Epidemiology and Clinical Characteristics of Listeria monocytogenes Bacteremia in a Taiwanese Medical Center

Sun-Lin Huang, Yu-Tsung Chou, Yu-Chia Hsieh, Yhu-Chering Huang, Tzou-Yien Lin, Cheng-Hsun Chiu

Received: April 30, 2009    Revised: June 14, 2009    Accepted: August 20, 2009   


Corresponding author:

Cheng-Hsun Chiu, Division of Pediatric Infectious Diseases, Department of Pediatrics, Chang Gung Memorial Hospital, 5 Fu-Hsin Street, Kweishan, Taoyuan 333, Taiwan. E-mail:


Background and purpose: 

There have been many reported cases of Listeria monocytogenes bacteremia in Europe and the United States, but only a few from Taiwan. The present study was undertaken to analyze the clinical characteristics of patients with L. monocytogenes bacteremia in Taiwan.

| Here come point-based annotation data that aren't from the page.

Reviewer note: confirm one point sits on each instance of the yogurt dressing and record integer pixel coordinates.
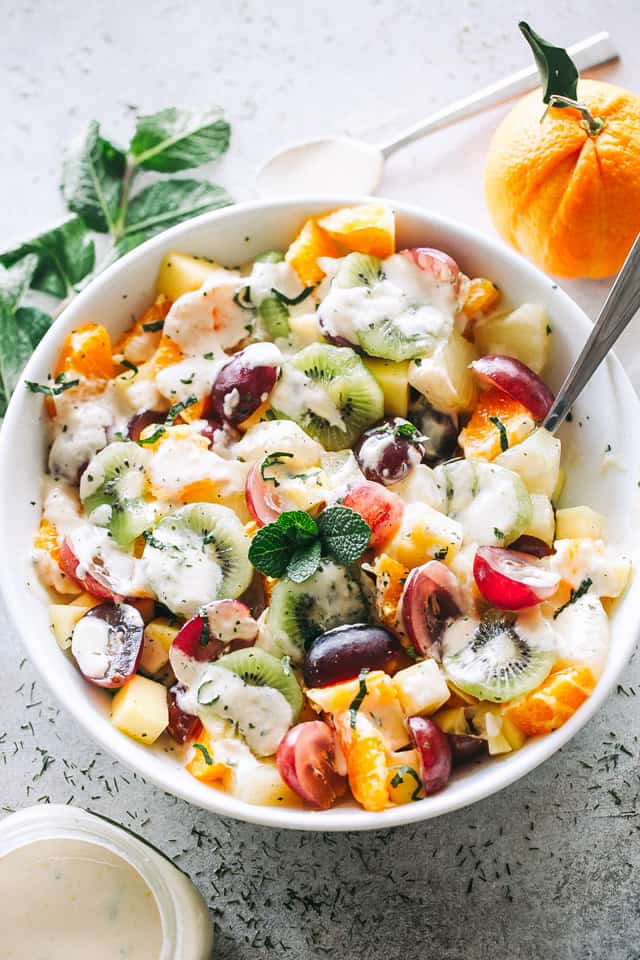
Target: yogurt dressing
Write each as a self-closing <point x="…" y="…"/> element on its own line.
<point x="68" y="899"/>
<point x="417" y="304"/>
<point x="261" y="714"/>
<point x="208" y="320"/>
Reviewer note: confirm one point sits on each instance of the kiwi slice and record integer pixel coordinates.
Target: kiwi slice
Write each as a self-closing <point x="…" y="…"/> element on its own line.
<point x="300" y="612"/>
<point x="491" y="502"/>
<point x="274" y="317"/>
<point x="334" y="400"/>
<point x="112" y="488"/>
<point x="197" y="554"/>
<point x="260" y="669"/>
<point x="500" y="657"/>
<point x="358" y="270"/>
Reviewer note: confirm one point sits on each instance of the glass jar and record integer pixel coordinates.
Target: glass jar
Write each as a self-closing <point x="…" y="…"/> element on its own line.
<point x="187" y="932"/>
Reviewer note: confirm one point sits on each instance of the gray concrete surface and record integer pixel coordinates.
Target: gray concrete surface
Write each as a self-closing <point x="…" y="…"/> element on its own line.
<point x="548" y="867"/>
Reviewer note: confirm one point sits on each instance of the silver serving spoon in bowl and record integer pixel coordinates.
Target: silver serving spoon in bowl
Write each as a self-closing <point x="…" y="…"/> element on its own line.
<point x="617" y="312"/>
<point x="345" y="165"/>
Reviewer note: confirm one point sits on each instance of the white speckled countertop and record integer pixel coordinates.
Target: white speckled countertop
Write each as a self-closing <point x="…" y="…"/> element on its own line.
<point x="546" y="868"/>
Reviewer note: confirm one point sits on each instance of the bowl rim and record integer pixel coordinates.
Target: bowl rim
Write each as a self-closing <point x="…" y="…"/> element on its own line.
<point x="504" y="773"/>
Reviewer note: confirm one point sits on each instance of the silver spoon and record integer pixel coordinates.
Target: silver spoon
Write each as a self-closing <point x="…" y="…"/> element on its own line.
<point x="346" y="165"/>
<point x="617" y="312"/>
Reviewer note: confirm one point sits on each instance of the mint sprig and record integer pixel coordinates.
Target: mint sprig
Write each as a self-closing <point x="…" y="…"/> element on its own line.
<point x="100" y="188"/>
<point x="295" y="544"/>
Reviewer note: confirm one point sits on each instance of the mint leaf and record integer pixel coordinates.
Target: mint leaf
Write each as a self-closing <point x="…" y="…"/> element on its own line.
<point x="270" y="551"/>
<point x="289" y="543"/>
<point x="15" y="342"/>
<point x="15" y="280"/>
<point x="92" y="179"/>
<point x="304" y="562"/>
<point x="163" y="205"/>
<point x="34" y="322"/>
<point x="173" y="139"/>
<point x="15" y="350"/>
<point x="299" y="525"/>
<point x="65" y="255"/>
<point x="558" y="73"/>
<point x="344" y="533"/>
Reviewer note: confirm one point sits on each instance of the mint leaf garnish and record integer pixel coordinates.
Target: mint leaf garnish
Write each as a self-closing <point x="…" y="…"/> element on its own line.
<point x="344" y="533"/>
<point x="294" y="545"/>
<point x="558" y="72"/>
<point x="92" y="177"/>
<point x="299" y="525"/>
<point x="304" y="562"/>
<point x="270" y="551"/>
<point x="65" y="256"/>
<point x="173" y="139"/>
<point x="163" y="205"/>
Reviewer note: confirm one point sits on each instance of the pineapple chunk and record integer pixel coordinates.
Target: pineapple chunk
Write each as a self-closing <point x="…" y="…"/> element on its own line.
<point x="421" y="484"/>
<point x="404" y="783"/>
<point x="501" y="734"/>
<point x="85" y="600"/>
<point x="445" y="378"/>
<point x="63" y="618"/>
<point x="454" y="720"/>
<point x="305" y="329"/>
<point x="393" y="379"/>
<point x="579" y="558"/>
<point x="579" y="522"/>
<point x="522" y="333"/>
<point x="140" y="709"/>
<point x="421" y="688"/>
<point x="180" y="273"/>
<point x="424" y="534"/>
<point x="261" y="784"/>
<point x="536" y="460"/>
<point x="158" y="637"/>
<point x="381" y="706"/>
<point x="543" y="522"/>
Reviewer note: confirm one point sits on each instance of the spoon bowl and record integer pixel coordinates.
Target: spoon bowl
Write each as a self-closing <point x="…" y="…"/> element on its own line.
<point x="326" y="165"/>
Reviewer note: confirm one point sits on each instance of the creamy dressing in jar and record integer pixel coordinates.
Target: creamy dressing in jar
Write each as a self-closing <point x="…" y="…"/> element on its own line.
<point x="65" y="899"/>
<point x="75" y="885"/>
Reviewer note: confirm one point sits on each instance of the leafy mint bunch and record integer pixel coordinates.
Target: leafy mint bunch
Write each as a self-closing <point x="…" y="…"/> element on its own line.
<point x="100" y="188"/>
<point x="294" y="545"/>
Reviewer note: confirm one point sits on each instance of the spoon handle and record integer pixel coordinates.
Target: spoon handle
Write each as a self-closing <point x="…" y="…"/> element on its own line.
<point x="591" y="52"/>
<point x="618" y="310"/>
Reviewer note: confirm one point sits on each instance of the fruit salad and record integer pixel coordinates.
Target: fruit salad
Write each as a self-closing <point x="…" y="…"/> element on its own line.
<point x="300" y="521"/>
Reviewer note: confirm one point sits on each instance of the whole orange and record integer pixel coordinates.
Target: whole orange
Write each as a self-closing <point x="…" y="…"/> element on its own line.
<point x="568" y="200"/>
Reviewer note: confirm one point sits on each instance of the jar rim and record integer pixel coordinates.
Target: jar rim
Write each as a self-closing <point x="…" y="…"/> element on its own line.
<point x="65" y="822"/>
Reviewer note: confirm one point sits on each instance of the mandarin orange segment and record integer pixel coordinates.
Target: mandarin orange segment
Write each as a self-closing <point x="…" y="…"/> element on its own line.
<point x="390" y="579"/>
<point x="47" y="539"/>
<point x="367" y="228"/>
<point x="551" y="705"/>
<point x="497" y="423"/>
<point x="195" y="411"/>
<point x="168" y="352"/>
<point x="310" y="244"/>
<point x="203" y="765"/>
<point x="154" y="314"/>
<point x="366" y="757"/>
<point x="482" y="295"/>
<point x="87" y="351"/>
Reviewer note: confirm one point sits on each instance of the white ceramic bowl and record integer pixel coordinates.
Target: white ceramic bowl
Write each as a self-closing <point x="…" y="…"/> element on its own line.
<point x="607" y="413"/>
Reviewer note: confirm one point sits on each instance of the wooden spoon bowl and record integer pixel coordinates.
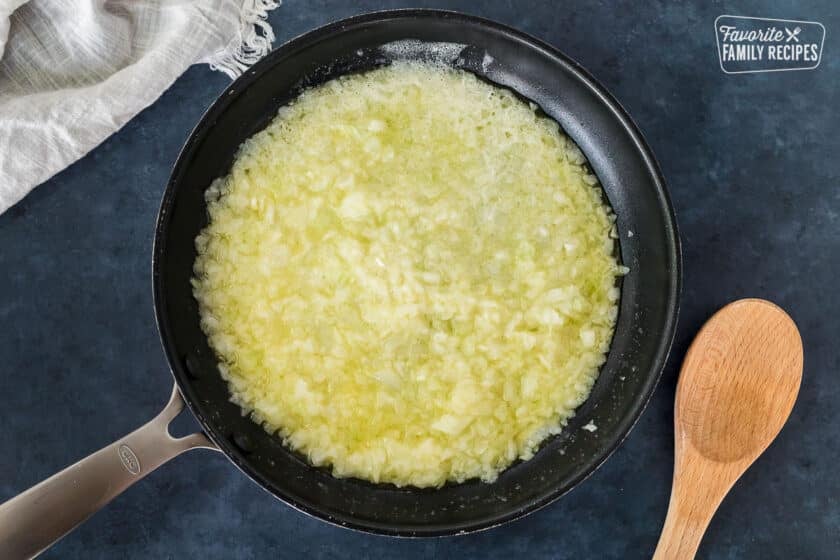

Patients with culture-confirmed L. monocytogenes bacteremia were identified at Chang Gung Memorial Hospital between January 2001 and December 2008. The clinical features and outcomes of the patients and the antimicrobial susceptibilities of the clinical isolates were analyzed.



Forty-three patients, including two newborn babies (4.7%) and 41 adults (95.3%), with at least one episode of Listeria bacteremia were identified. Forty-two (97.7%) of these patients had underlying diseases. Thirty-three patients (76.7%) had fever, 14 (32.6%) had experienced respiratory distress, and 11 (25.6%) had reported changes in consciousness. Twelve patients died within 14 days of infection, corresponding to a case-fatality rate of 27.9%. All the clinical isolates tested were susceptible to ampicillin, penicillin and vancomycin.



Most cases of L. monocytogenes infection occurred in adults with underlying diseases, especially malignancy, and only two cases of neonatal L. monocytogenes bacteremia were identified over the 8-year period. Penicillin, ampicillin and vancomycin could be used for the treatment of L. monocytogenes bacteremia, with the case-fatality rate lower for patients who received appropriate treatment.